There’s no irrigation water, do the land’s owners have opened the field for horses to graze.
As I approached, some fifty horses belonging to Dsegh forest warden Aram Kocharyan, were running back and forth.
“Our family is known not for its horses, but for its four doctors,” Kocharyan exclaimed.
Cows are also grazed on the land. I saw a woman leaning on a club tending to the animals. She introduced herself as Siroush Hovsepyan and I immediately took a liking to her.
“My son went to work and his wife is at the house doing chores. That’s why I brought the cows out to graze,” Mrs. Hovsepyan explained.
She has three children, nine grandchildren and eleven great-grandchildren. One of her grandsons is serving in the Artsakh military.
Mrs. Hovsepyan says that Pasha, one of her sons, owns twelve cows and as many calves, horses and lambs. The son gives the family loads of cheese and sour cream.
She says they are well stocked for the coming winter and have stored enough bales of hay for the animals.
“I get 10-15 liters of milk from our eight cows in the winter. We consume the dairy items we make and sell some if we need additional cash. People in the village buy from us,” says Mrs. Hovsepyan.
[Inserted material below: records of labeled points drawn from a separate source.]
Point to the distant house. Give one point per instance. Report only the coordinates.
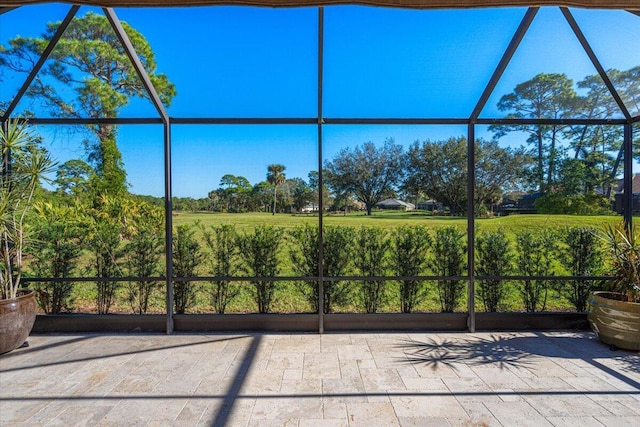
(518, 202)
(429, 205)
(395, 204)
(310, 208)
(635, 187)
When I asked Mrs. Hovsepyan what she does to relax, she responded: “In a village there’s no such thing. You must work to raise a family. When the house and shed are in good shape, the village is a great place to live.”
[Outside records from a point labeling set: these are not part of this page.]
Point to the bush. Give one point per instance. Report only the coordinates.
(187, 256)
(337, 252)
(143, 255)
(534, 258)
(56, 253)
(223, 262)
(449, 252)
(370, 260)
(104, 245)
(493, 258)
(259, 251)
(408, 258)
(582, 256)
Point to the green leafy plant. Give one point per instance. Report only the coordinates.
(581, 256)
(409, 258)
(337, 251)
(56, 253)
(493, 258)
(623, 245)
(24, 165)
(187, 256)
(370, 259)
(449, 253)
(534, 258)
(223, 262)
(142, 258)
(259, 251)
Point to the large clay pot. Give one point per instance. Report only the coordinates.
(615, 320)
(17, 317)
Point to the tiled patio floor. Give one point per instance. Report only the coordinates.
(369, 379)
When this reporter visited the village, Varuzhan, one of Mrs. Hovsepyan’s sons, had just slaughtered six cattle. They sell the meat for 1,800 AMD ($3.80) per kilo. Buyers come from the town of Vanadzor.
Mrs. Hovsepyan told me that the six cattle produced 800 kilograms of meat.
“Those who work, eat. Who needs a slacker? We live pretty well,” she said.
The family house is a one-story structure. Mrs. Hovsepyan says that when Artem, now serving in the army, returns, he and his father will build a new home.
I caught up with Vazgen Atyan grazing his four cows. Mr. Atyan said the cows weren’t enough to feed and keep a family of three.
“My son has gone to Russia. No matter how much money he sends back, we still can’t make ends meet,” said Mr. Atayan, equating his life to a kind of servitude.
I asked Mr. Atyan if he knew the Hovsepyans.
“Sure, they own many animals and have a good income. I’m by myself and can barely buy feed for my cows. If I had helpers like they do, I’d be busy doing other things as well,” was the man’s reply.